Defining functions with inputs and outputs whose sizes vary with data

Is there now a way to declare functions with inputs and outputs whose dimensions are determined by the data in the functions block? I saw this post from 2017 but don’t know if this is updated Global variable in functions block

As an example of why I’m trying to do this, here I declare new_array (a size x array of integers) and fill it with zeroes with a loop in transformed data.

data{
  int x; 
}

transformed data{
  array[x] int new_array;

  for (i in 1:x) {
    new_array[i] = 0;
  }
}

I’m trying to turn the loop into a function fill_0s(). The function would take an array of integers in_array of arbitrary size and return an object the same size as in_array. Here’s my attempt. The problem is that I’m using x when declaring fill_0s() but x is not known until after the data are read in.

I’m guessing I could move the function to the transformed data block but am wondering if it’s possible in the functions block, perhaps without declaring the size of the array that will be input/output.

functions{
  array[x] int fill_0s(array[x] int in_array){
    int z = size(in_array);
    for (i in 1:z){
      in_array[i] = 0;
    }
    return(in_array);
  }
}

data{
  int x; 
}

transformed data{
  array[x] int new_array;
  new_array = fill_0s(new_array);
}

Yes, and sorry we didn’t answer this sooner. The functions block you provided won’t parse because function arguments do not get sizes. And you can’t assign to function arguments in Stan—they’re not passed in by reference, so it doesn’t do what you are expecting here judging by your code.

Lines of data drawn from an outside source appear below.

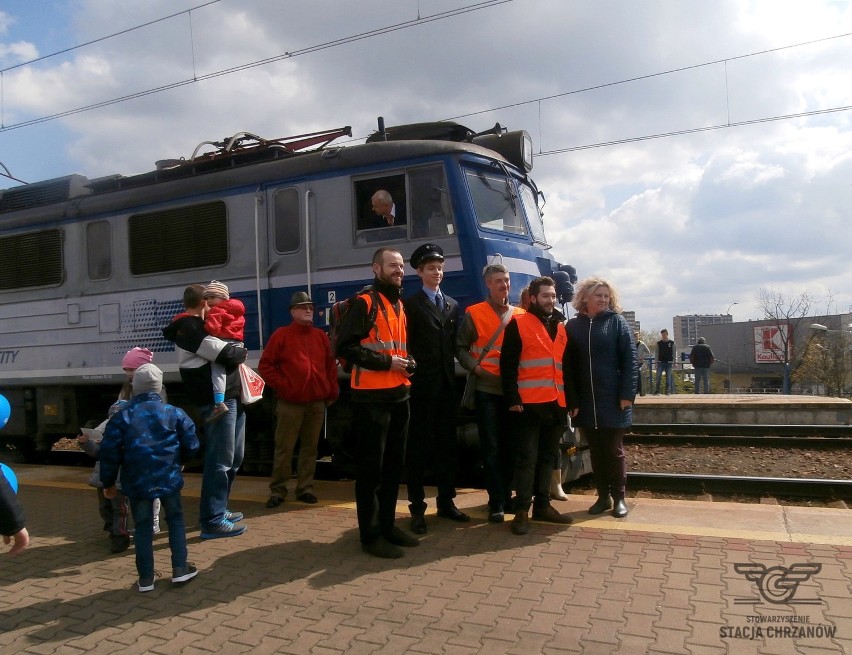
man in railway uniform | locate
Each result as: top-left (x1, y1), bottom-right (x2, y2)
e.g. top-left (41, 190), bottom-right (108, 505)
top-left (403, 243), bottom-right (470, 534)
top-left (257, 291), bottom-right (339, 509)
top-left (336, 247), bottom-right (420, 559)
top-left (456, 263), bottom-right (524, 523)
top-left (163, 284), bottom-right (248, 539)
top-left (500, 277), bottom-right (572, 534)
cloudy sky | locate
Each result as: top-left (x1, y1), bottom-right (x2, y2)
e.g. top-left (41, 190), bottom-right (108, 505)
top-left (0, 0), bottom-right (852, 330)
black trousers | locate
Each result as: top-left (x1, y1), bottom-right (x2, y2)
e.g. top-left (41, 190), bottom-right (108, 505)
top-left (582, 427), bottom-right (627, 498)
top-left (405, 385), bottom-right (458, 513)
top-left (511, 401), bottom-right (567, 513)
top-left (352, 400), bottom-right (408, 544)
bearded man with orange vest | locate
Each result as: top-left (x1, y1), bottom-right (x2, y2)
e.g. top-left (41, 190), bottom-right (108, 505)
top-left (337, 247), bottom-right (420, 559)
top-left (456, 263), bottom-right (524, 523)
top-left (500, 277), bottom-right (572, 534)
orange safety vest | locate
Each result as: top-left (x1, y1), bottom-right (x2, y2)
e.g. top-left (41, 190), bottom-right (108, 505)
top-left (350, 293), bottom-right (411, 390)
top-left (467, 301), bottom-right (526, 377)
top-left (515, 313), bottom-right (568, 407)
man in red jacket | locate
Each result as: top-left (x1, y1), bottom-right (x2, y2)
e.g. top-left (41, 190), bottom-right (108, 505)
top-left (258, 291), bottom-right (339, 509)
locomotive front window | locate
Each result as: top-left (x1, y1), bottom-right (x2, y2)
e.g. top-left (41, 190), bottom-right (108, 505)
top-left (521, 184), bottom-right (547, 244)
top-left (465, 169), bottom-right (527, 234)
top-left (128, 200), bottom-right (228, 275)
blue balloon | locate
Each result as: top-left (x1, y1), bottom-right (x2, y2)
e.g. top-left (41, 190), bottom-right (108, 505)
top-left (0, 394), bottom-right (12, 430)
top-left (0, 464), bottom-right (18, 493)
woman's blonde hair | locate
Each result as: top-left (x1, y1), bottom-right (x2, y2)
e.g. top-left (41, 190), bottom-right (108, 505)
top-left (571, 275), bottom-right (622, 314)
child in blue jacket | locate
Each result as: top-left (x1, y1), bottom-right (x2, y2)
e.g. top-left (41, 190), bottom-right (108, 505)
top-left (99, 364), bottom-right (199, 592)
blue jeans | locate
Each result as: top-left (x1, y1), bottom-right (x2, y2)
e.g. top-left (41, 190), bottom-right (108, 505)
top-left (474, 391), bottom-right (515, 512)
top-left (129, 491), bottom-right (186, 579)
top-left (198, 398), bottom-right (246, 530)
top-left (654, 362), bottom-right (674, 394)
top-left (695, 368), bottom-right (710, 393)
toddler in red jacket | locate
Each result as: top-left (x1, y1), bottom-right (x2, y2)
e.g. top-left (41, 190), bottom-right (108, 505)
top-left (204, 280), bottom-right (246, 423)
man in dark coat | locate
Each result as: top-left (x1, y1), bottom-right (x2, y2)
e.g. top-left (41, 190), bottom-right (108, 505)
top-left (689, 337), bottom-right (715, 393)
top-left (403, 243), bottom-right (470, 534)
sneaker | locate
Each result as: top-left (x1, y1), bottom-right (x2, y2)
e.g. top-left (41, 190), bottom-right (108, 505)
top-left (204, 403), bottom-right (230, 423)
top-left (201, 520), bottom-right (246, 539)
top-left (136, 575), bottom-right (154, 594)
top-left (172, 564), bottom-right (198, 584)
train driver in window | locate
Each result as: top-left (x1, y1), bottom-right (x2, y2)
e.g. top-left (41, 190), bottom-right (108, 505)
top-left (361, 189), bottom-right (405, 230)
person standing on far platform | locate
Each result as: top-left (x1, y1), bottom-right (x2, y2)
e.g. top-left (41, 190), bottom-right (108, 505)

Here’s a function that returns a size N array of zeros, because you really only need the size.

functions {
  array[] int zero_array(int N) {
    array[N] int y = rep_array(0, N);
    return y;
  }

But as you can see, you can just use rep_array(0, N) to create a size N array filled with 0. Here’s an example that calculates a linear predictor of variable size, for example,

vector linear_predictor(vector x, real alpha, real beta) {
  return alpha + beta * x;
}

The size of the return depends on the size of x. You can also do this with a loop in the body less efficiently,

vector linear_predictor(vector x, real alpha, real beta) {
  vector[rows(x)] y_hat;
  for (n in 1:rows(x)) {
    y_hat[n] = alpha + beta * x[n];
  }
  return y_hat;
}

Also, you can do compound declare defines, so rather than

int x
x = ...;

we allow

int x = ...;

I would also suggest declaring with appropriate constraints for error checking,

data {
  int<lower=0> x;
}

and probably not using x for an integer (i through n are much more commonly used for integers).